- Developer: Activision
- Publisher: Activision
- Designer: Dan Kitchen
- Platform: Atari 2600
- Release: May 16, 1983^{[citation needed]}
- Genre: Fixed shooter
- Modes: Single-player, multiplayer

= Crackpots =

1983 video game

Gameplay of Crackpots

Crackpots is an Atari 2600 game designed by Dan Kitchen and published by Activision in 1983. It was Kitchen's first game for Activision.

In Crackpots, the player controls Potsy, a gardener. Potsy's Brooklyn building is being overrun by bugs trying to climb inside six windows. The player moves Potsy back and forth along the roof to drop pots on the bugs before they can get close enough to enter the windows.

==Gameplay==
Each level consists of four waves of twelve bugs each; defeat all four waves and the player will move on to a more difficult and faster-paced level. Play then resumes until the building crumbles to the ground. If six or more bugs enter through the open windows, part of the building will be eaten away, and you will have to replay the level. The patterns vary for different colored bugs. Black bugs will move straight up the building, blue bugs wiggle from left to right, red bugs move diagonally, and green bugs zig-zag between windows.

==Development==
Crackpots was developed by Dan Kitchen. Before joining Activision, Kitchen worked on handheld electronic games, including Wildfire, which was released in the United Kingdom by Palitoy. He and his brother Garry Kitchen were interested in moving into console game development and attended the Consumer Electronics Show in January 1982. After being approached by both Atari and Activision, they chose to work with Activision.

Kitchen was one of five new programmers hired for Activision's East Coast office. He learned Atari 2600 programming with help from Garry, who had reverse-engineered the console and built a development board that could be connected to an Apple II. After working on text-adventure games such as Crime Stopper, Kitchen began developing a flowerpot-based game called Flower Power, which eventually became Crackpots. The idea developed while Kitchen was having lunch with Garry and David Crane in Glen Rock, New Jersey, after he noticed activity at a construction site across the street. It was his first Atari 2600 game.

The game was programmed using an Apple II connected to a PDP-11 development system. Kitchen originally wanted the game's enemies to be called arachnids, but Activision's marketing staff renamed them sewer bugs. He later recalled that Activision followed a "no flickering" rule, which led him to spend weeks correcting even minor graphical problems.

==Release==
The video game was released during the video game crash of 1983. Dan recalled that the Crackpots "hit the shelves for $30 when games were selling for $2 so I don't think it had a chance." Dan planned to follow-up the game with a sequel to his brother's game Keystone Kapers (1983), with the game being in a Western-setting. In 2018, Dan found the only surviving copy of the unfinished game in a storage unit and planned to release it under the title Gold Rush.

==Reception==
A review in the November 1983 issue of Videogaming and Computer Gaming Illustrated stated, "I think Activision has finally reached the point of saturation with the Kaboom! theme of having to catch or toss objects," but still gave the game a letter grade of B.

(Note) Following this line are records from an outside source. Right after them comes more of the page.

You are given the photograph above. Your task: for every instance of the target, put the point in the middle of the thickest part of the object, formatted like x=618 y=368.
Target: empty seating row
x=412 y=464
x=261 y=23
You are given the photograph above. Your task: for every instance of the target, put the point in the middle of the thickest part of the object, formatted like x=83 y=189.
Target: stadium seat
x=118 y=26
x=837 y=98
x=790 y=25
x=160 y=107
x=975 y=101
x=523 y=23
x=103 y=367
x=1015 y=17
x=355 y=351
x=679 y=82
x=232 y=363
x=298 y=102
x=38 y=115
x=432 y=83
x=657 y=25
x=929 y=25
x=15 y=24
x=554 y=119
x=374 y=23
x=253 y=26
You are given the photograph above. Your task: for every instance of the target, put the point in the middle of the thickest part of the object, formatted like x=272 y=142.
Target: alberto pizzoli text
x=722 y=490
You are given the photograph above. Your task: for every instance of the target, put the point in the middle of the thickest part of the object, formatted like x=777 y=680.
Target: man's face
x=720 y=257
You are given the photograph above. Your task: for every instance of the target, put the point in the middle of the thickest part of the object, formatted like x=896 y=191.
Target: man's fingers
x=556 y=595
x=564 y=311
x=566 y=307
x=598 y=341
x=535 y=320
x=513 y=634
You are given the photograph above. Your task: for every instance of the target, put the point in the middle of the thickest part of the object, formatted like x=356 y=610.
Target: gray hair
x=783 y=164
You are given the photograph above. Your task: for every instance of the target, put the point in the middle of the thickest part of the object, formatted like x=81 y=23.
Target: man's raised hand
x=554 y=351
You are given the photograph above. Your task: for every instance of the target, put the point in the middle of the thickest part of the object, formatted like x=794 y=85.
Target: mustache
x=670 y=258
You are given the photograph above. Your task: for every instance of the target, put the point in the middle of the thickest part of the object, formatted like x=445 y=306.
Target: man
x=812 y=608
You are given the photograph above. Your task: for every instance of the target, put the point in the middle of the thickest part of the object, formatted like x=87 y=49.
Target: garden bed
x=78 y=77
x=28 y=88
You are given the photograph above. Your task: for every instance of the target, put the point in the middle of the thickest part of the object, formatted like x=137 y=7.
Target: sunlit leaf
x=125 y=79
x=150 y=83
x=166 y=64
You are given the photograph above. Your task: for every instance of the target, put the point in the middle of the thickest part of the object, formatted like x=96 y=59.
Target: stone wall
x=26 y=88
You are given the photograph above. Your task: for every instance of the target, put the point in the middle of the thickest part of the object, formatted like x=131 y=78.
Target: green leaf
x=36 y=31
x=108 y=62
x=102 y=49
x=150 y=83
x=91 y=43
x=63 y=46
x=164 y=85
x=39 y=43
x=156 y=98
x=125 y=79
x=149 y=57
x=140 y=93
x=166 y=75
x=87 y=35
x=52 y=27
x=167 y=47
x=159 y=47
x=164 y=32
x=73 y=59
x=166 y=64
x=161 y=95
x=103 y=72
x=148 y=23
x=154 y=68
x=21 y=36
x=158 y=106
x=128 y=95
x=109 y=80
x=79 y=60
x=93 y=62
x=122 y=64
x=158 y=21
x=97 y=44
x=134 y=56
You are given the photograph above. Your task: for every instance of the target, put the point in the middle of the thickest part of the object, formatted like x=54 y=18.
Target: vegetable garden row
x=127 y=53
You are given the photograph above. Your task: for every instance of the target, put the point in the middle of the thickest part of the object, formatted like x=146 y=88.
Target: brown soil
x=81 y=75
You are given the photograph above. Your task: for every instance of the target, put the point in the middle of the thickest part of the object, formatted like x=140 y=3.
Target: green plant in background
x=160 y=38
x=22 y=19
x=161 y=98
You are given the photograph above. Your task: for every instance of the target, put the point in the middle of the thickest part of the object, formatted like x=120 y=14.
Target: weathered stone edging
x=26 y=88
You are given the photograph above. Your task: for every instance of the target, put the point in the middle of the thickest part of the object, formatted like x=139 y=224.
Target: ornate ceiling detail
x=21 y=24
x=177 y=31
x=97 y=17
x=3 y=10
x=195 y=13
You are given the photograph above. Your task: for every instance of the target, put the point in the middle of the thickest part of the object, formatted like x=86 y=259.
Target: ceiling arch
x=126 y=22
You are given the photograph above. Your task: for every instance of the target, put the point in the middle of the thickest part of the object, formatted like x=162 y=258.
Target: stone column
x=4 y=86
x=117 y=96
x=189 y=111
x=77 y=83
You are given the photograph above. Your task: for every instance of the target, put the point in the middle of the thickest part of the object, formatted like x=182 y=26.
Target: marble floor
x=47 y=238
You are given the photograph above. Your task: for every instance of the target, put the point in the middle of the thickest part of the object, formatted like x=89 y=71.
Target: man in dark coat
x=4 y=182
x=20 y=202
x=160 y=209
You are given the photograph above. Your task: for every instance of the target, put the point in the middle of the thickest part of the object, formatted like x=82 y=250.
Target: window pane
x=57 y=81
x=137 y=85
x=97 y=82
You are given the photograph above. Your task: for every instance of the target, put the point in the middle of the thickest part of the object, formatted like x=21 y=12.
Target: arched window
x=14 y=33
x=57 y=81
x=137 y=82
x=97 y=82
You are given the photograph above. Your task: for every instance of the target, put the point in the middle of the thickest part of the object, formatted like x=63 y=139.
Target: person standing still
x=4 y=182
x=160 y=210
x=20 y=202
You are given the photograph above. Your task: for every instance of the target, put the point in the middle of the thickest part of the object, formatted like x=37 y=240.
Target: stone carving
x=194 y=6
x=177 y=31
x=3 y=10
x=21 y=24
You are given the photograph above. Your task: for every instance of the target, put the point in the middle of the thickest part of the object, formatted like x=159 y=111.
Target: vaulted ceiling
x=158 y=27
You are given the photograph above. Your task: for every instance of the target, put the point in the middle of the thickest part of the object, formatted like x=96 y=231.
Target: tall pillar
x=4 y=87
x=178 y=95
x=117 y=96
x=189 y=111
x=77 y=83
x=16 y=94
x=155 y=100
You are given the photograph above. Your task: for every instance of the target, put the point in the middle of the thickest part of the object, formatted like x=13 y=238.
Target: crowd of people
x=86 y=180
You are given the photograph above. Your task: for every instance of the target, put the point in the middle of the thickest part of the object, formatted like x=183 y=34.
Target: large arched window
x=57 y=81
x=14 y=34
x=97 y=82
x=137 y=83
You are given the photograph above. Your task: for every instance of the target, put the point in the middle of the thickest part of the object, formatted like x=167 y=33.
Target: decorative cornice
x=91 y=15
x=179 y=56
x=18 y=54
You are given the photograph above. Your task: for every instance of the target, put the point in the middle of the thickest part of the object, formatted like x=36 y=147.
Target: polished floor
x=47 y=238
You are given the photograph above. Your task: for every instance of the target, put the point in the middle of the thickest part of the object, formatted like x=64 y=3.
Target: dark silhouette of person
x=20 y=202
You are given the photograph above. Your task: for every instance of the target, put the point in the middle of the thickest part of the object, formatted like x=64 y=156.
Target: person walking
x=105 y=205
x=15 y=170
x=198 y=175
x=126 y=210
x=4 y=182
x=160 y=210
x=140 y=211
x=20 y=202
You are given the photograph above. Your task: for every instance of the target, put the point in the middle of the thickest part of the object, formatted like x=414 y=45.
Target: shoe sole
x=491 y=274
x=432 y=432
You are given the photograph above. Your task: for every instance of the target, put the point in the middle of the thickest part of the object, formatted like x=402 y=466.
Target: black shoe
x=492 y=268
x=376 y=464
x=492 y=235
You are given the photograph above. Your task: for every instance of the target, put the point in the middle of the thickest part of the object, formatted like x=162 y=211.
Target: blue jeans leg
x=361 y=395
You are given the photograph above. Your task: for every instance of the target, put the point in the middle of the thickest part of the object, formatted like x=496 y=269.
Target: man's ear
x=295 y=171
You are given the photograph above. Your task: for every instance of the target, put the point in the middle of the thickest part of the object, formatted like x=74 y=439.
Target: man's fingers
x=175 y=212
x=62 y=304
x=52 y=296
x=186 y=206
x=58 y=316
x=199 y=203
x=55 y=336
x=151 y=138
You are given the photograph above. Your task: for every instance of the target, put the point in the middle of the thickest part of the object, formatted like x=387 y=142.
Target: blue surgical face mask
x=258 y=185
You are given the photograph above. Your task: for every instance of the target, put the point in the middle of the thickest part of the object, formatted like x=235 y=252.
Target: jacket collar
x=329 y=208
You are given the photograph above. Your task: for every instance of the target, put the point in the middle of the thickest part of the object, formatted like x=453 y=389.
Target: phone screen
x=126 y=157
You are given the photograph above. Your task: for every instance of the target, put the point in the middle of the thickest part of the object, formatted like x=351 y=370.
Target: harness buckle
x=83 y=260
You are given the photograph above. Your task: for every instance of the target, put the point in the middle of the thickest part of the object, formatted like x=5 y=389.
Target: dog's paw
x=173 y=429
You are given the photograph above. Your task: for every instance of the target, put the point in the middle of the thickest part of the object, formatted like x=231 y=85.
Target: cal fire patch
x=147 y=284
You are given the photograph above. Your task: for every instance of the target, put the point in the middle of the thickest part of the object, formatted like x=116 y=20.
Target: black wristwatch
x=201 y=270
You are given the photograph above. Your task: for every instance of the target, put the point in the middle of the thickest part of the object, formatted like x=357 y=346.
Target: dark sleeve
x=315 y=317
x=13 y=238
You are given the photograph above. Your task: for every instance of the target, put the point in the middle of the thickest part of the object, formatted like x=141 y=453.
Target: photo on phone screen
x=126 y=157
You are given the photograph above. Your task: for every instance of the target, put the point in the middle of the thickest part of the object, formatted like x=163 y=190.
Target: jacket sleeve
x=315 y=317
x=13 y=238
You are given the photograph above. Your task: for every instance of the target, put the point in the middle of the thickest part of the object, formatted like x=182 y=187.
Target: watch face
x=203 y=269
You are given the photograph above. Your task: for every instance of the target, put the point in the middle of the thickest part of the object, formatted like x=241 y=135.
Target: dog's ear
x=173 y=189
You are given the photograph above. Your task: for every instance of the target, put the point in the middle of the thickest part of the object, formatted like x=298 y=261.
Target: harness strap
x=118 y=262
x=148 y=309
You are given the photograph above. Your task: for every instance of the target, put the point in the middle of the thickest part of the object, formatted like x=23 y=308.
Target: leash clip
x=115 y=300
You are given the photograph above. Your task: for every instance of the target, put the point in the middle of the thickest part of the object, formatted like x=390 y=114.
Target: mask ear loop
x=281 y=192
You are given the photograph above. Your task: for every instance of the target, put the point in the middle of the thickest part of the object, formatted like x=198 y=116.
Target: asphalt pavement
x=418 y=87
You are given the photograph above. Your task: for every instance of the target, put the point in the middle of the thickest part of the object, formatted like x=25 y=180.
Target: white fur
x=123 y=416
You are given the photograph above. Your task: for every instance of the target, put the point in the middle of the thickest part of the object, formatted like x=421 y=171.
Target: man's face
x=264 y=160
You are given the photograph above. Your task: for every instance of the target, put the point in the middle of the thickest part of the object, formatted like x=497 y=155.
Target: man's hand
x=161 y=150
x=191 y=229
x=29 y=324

In a retrospective look, the Video Game Critic gave a letter grade of C: "It's a shame Crackpots only has one skill level because once you get the hang of it, the game tends to run long. Still, sharp graphics and thoughtful gameplay make this one worth a look."

==Legacy==
Crackpots was included in the compilation packages Activision Classics (1998) for the PlayStation and the Activision Anthology (2002) for the PlayStation 2.

Dan would list Crackpots as one of his favourite projects in an interview with Retro Gamer published in 2020, stating that playing it "brings me back to those early days, which were the best times of my career."